The objective of this work is to provide an account, with appropriate detail, of some of the salient features of the development of the theory and analysis of engineering structures during the nineteenth century. There seemed to be two possible approaches to the subject: that whereby emphasis is on personalities and their contributions to the subject, or that whereby emphasis is primarily on subject development, with due acknowledgement of personalities and regard to the chronological aspect. Experience indicates that the former is conducive to some degree of repetition and confusion concerning the subject matter and, therefore, the latter approach is adopted (though personal names are used in subheadings to identify developments). But Chapter 6 is unique in being devoted to Levy's little-known, though highly-significant work on theory of frameworks. Free translation of original material is used extensively throughout the book in order to avoid misrepresentation or serious omission. Also, original notation for mathematical analyses are preserved as far as possible.
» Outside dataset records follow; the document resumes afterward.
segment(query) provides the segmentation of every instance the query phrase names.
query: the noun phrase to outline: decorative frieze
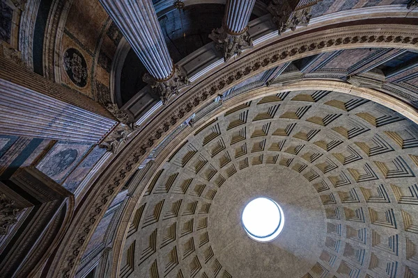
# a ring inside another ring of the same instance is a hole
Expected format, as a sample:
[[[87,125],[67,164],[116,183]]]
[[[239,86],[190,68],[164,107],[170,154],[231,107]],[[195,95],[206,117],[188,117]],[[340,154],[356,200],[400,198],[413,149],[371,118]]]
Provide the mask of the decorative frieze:
[[[6,194],[0,194],[0,235],[8,234],[8,228],[17,222],[17,216],[22,208],[17,208],[15,201],[8,198]]]
[[[248,60],[245,63],[240,63],[238,61],[236,65],[234,64],[233,67],[230,67],[231,68],[227,67],[225,70],[219,71],[199,83],[199,86],[192,88],[191,92],[184,97],[181,97],[183,100],[181,104],[176,107],[167,107],[171,109],[169,112],[160,113],[153,120],[153,123],[155,123],[155,124],[151,123],[149,127],[146,128],[141,133],[140,136],[137,136],[133,138],[131,144],[135,146],[135,151],[130,149],[130,154],[129,156],[124,154],[118,156],[114,161],[115,162],[107,168],[109,171],[111,171],[112,174],[106,175],[106,180],[103,179],[98,180],[98,184],[103,183],[101,187],[101,193],[96,195],[94,199],[92,197],[91,202],[86,204],[84,208],[85,214],[80,217],[77,225],[72,227],[69,231],[72,234],[72,236],[67,237],[63,241],[63,247],[59,249],[59,250],[62,250],[62,253],[60,253],[56,258],[54,264],[56,263],[56,267],[51,270],[52,275],[56,274],[56,275],[59,275],[65,277],[73,276],[77,262],[81,257],[79,254],[82,252],[87,245],[86,239],[88,239],[91,236],[92,230],[97,224],[95,222],[98,222],[98,220],[104,214],[102,206],[108,205],[109,200],[113,199],[122,188],[124,181],[133,172],[132,170],[135,168],[134,166],[139,165],[148,156],[147,153],[150,151],[150,148],[153,147],[155,140],[160,138],[162,136],[165,136],[164,134],[167,134],[174,126],[178,125],[183,119],[192,113],[194,109],[199,108],[202,101],[208,103],[210,99],[213,99],[215,93],[222,92],[238,82],[261,73],[263,70],[272,68],[292,59],[303,58],[307,54],[313,55],[320,51],[323,52],[323,48],[332,47],[332,49],[335,49],[338,48],[335,47],[341,44],[339,47],[344,49],[343,44],[350,44],[350,47],[353,47],[352,44],[359,45],[365,44],[369,47],[371,43],[382,41],[385,41],[385,44],[388,47],[392,45],[396,47],[408,44],[408,47],[416,48],[415,45],[418,43],[418,38],[413,32],[412,28],[410,27],[400,26],[385,31],[376,31],[376,27],[369,28],[364,26],[361,31],[358,26],[355,27],[355,30],[354,28],[339,28],[332,33],[324,34],[322,32],[323,35],[314,33],[311,34],[309,38],[298,39],[297,42],[284,43],[280,47],[278,44],[272,44],[264,48],[262,52],[249,55]],[[400,33],[403,33],[403,35],[399,40],[396,34]],[[281,43],[283,42],[281,42]],[[411,44],[414,46],[411,46]],[[302,54],[304,53],[304,54],[302,55]],[[248,63],[249,60],[251,61],[249,64]],[[247,76],[244,77],[245,76]],[[327,88],[330,88],[331,85],[333,86],[332,88],[336,87],[337,83],[327,81],[327,85],[325,85],[324,83],[322,85],[328,86]],[[309,84],[309,88],[314,86],[314,83],[315,85],[318,85],[318,82],[316,81]],[[305,85],[307,85],[307,84]],[[341,90],[355,91],[354,89],[348,89],[349,87],[346,84],[341,85],[342,86]],[[291,88],[292,86],[289,86],[289,88]],[[365,95],[367,95],[370,97],[382,99],[382,102],[390,102],[393,104],[393,107],[402,107],[403,109],[405,109],[405,113],[411,115],[411,117],[417,116],[416,113],[412,111],[410,106],[400,101],[394,101],[393,98],[365,89],[361,90],[361,92],[364,92]],[[255,93],[253,92],[252,94]],[[249,98],[251,96],[254,95],[247,95]],[[72,246],[72,249],[68,250],[65,248],[66,246]]]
Chapters 4 and 11 differ from the others in being little more than brief reviews of topics which, though important, are peripheral to my purpose herein. The former embraces graphical analysis of simple frameworks which, together with the vast subject of graphical analysis of engineering problems generally, has very limited relevance to the features with which this work is concerned and which have determined the development of modern theory of structures.

The following is an abridged version of the author's free translation of Navier's Obituary Notice of 1837, by Prony, which is included in the 1864 edition of Navier's Leçons, edited and with additional notes by Saint-Venant.

Much progress in theory of structures during the nineteenth century has been ascribed, notably by Clapeyron (1857) in France and Pole (Jeaffreson, 1864) in Britain, to the coming of the railway era. But the state of knowledge of the subject at the beginning of the century was ripe for rapid development due, for example, to Coulomb's remarkable research in applied mechanics. Early in the century Navier began to contribute to engineering science encouraged by his uncle, M. Gauthey, Inspector General of bridges and highways in France. Navier was born in 1785 and orphaned when he was fourteen years of age. He was adopted by Gauthey whose book on bridges he published (1809) and revised (1832), following his education at L'Ecole Polytechnique and then at L'Ecole des Ponts et Chaussées, from where he had become ingenieur ordinaire in 1808. He may be regarded as the founder of modern theory of elasticity and its application to structures and their elements. The year 1826 is memorable for the publication of Navier's celebrated Leçons as well as for the completion of Telford's remarkable wrought iron chain suspension bridge at Menai (it was also a year of sadness for Navier due to failure, prematurely, of the Pont des Invalides, a Paris suspension bridge which he had designed).